Welcome to the sixth edition of Pulse+IT, Australias first and only Health IT magazine.
As our regular readers will note, we have increased both the page count and scope of Pulse+IT, with a view to better encompassing Health IT beyond the hardware and software found in specialist and general practices.
As part of this expansion, we have dramatically increased our readership base, many of whom will be receiving a complimentary copy of Pulse+IT for the first time.
A Brief History...
For the benefit of both our new and existing readers, allow me to bring you up to speed on where we have come from, and give you a hint of whats to come...
Launched in August 2006, Pulse+IT was established as an Information Technology (IT) magazine specifically tailored for general and specialist practice.
While the response from readers in this part of the health sector has been positive, our ultimate goal has always been to provide an interesting and useful IT resource for all the relevant participants in the health sector.
While the current state of the Health IT landscape may suggest otherwise, it is obvious that patients and their aliments are not confined to discrete parts of the health system. Further, rarely do GPs and specialists practise solely from their private rooms. The majority also spend time in either hospitals or aged care facilities or both. With these realities in mind, Pulse+IT will move forward with an expanded editorial scope, encompassing Australian Health IT wherever it is to be found.
Obviously it would have been possible to produce several sister publications focused on the IT found in hospitals, aged care facilities, day surgeries etc. However, I strongly believe that holistic coverage of IT in the health sector through a unified publication will assist in the pursuit of a tightly integrated, cohesive Health IT environment, and ultimately, better outcomes for the sector as a whole.
In recognition of the support that our existing readership has given us since our launch, and ever mindful of the important role specialist and general practice is playing in the quest for a connected Health IT environment, we have no plans to dilute the historical editorial platform of Pulse+IT. Instead, we will broaden the scope of Pulse+IT by aggressively expanding the page count of the publication, ensuring that all readership groups will be provided with a substantial supply of quality Health IT content.
Readers from general and specialist practice will be interested in our coverage of the RACGPs new online portals designed for Practice Managers and Practice Nurses, the Hunter Urban Divisions eHealth initiatives , GPS photography , personal laser printers, RAID, the Adelaide Western GP Networks Practice Health Atlas, Genie Solutions, GPComplete, and our significant secure messaging article featuring Medical-Objects, MedTech32 and Medical Director 3.

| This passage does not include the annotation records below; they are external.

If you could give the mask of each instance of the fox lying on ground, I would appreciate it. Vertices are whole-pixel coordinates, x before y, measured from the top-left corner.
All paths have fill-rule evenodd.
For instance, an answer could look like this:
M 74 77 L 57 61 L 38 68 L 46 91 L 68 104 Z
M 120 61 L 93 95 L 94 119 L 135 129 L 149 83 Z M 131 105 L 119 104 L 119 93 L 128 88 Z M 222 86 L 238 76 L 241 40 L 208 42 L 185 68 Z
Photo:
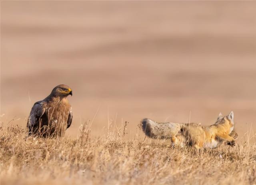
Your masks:
M 220 113 L 215 123 L 204 126 L 195 123 L 157 123 L 145 118 L 141 122 L 142 130 L 150 138 L 170 139 L 174 146 L 189 146 L 196 149 L 214 148 L 224 141 L 232 147 L 238 137 L 234 129 L 232 111 L 223 116 Z

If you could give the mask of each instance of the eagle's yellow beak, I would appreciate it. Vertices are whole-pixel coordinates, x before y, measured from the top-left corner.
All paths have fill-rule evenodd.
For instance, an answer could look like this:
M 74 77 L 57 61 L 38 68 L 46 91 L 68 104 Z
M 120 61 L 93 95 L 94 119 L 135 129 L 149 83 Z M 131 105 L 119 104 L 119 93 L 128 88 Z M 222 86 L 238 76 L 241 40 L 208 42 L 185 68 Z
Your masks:
M 72 90 L 71 90 L 71 89 L 70 88 L 68 88 L 68 90 L 69 91 L 69 94 L 70 94 L 71 95 L 71 96 L 72 96 L 72 95 L 73 95 L 73 94 L 72 93 Z

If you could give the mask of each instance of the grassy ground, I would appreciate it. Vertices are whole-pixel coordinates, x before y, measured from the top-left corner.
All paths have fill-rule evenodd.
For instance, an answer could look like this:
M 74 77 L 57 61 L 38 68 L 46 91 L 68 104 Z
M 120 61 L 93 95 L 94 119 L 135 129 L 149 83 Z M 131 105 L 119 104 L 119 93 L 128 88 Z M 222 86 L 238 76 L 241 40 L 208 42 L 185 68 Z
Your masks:
M 127 125 L 110 125 L 105 135 L 92 138 L 90 125 L 81 126 L 76 139 L 26 138 L 24 128 L 1 127 L 1 185 L 255 184 L 256 145 L 249 135 L 234 148 L 198 154 L 145 139 L 138 130 L 127 140 Z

This edition also covers openEHR, NEHTAs e-procurement plans for the public health sector, the Australian College of Health Informatics, software change management, and the causes of hospital IT failure.
Bonus Online Content
Despite increasing our page count and maintaining a high content-to-advertising ratio, we were unable to include all of our editorial submissions within the confines of this magazine. Several quality articles had to be omitted, including organisational contributions from HISA, HL7 Australia and Standards Australia. In addition, feature articles encompassing the Vocera Communication System, document scanners, Microsoft Vista, and the Telstra Bedside Solution also had to be left out.
While we will endeavour to include many of these articles in the printed version of our forthcoming February 2008 edition, this content has already been made available at our website I encourage you to take the time to check it out.
Before Christmas, we expect to complete a significant website redevelopment that will make our site more visually appealing, more functional, and most importantly, allow us to release content more frequently.
The next edition of Pulse+IT will be sent to subscribers in early February 2008. As always, in the run up to this edition, I look forward to your feedback and editorial suggestions, and wish you all the best for the Christmas period and beyond.